[edit]
Play the (Mis)Match: Using fMRI-Aligned Feature Fine-Tuning to Reveal Shortcut Bias in Deep Neural Networks
Proceedings of the First Workshop on NeuroAI Multimodal Intelligence @ AAAI 2026, PMLR 308:99-107, 2026.
Abstract
Deep neural networks (DNNs) often “cheat” by relying on shortcut objects (e.g., food$\Rightarrow$kitchen) rather than holistic spatial layout, undermining out-of-distribution (OOD) robustness. This work serves as a proof-of-concept exploration of whether fMRI alignment can reduce shortcut bias in visual DNNs.
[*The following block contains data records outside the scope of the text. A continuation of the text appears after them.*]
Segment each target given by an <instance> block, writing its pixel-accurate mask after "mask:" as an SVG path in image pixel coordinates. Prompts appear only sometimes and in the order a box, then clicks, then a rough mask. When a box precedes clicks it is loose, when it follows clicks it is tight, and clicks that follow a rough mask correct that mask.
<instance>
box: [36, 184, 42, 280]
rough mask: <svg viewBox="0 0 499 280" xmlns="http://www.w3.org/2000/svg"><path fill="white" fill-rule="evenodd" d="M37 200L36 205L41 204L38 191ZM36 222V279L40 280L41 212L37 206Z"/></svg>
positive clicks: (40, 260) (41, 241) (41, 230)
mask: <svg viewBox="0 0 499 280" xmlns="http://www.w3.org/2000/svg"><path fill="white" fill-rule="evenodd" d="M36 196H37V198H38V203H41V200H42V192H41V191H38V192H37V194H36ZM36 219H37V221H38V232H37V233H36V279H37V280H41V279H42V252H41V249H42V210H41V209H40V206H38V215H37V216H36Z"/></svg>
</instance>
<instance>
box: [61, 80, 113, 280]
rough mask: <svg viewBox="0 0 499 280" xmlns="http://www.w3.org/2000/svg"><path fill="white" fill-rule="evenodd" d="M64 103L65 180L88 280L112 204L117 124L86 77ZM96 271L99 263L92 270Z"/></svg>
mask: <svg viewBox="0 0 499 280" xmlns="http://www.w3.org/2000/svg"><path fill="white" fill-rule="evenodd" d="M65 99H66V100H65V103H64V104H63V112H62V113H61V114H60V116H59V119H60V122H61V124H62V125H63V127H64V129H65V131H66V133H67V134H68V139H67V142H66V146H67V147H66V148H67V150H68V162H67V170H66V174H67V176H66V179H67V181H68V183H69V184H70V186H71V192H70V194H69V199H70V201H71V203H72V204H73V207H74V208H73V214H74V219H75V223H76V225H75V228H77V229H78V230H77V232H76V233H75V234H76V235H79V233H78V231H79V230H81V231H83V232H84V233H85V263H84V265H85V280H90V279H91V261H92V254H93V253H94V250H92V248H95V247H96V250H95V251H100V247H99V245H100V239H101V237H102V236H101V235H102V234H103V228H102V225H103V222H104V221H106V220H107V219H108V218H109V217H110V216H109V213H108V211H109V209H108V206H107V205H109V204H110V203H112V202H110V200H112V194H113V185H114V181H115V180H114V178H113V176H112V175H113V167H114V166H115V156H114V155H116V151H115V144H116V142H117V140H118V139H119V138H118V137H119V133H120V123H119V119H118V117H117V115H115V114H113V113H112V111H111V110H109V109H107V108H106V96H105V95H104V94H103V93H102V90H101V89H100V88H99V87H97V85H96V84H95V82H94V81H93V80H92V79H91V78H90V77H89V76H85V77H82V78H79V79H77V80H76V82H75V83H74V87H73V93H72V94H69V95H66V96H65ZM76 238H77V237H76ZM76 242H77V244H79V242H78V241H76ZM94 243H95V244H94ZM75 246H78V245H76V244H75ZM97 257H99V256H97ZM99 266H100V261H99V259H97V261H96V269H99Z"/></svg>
We address this issue with Play the (Mis)Match, a diagnostic dataset and brain-aligned fine-tuning framework. Leveraging fMRI recordings from the Natural Scenes Dataset (four participants; bedroom, bathroom, living room, kitchen), we curate MATCH images in which shortcut cues co-occur as usual and MISMATCH images from which those cues are removed. ImageNet-initialised CNN and Transformer backbones are fine-tuned with an MSE alignment loss that steers their intermediate features toward voxel patterns known to be less sensitive to shortcut cues. Our results show that, for ResNet, this procedure narrows the Match–Mismatch accuracy gap by 24 % and redirects Grad-CAM attention from individual objects to holistic scene structure, particularly activity from the scene-selective cortex (PPA, RSC, OPA), all without explicit shortcut annotations. Our study provides a proof-of-concept that human-brain constraints may help steer DNNs toward more semantically grounded, less shortcut-dependent scene representations.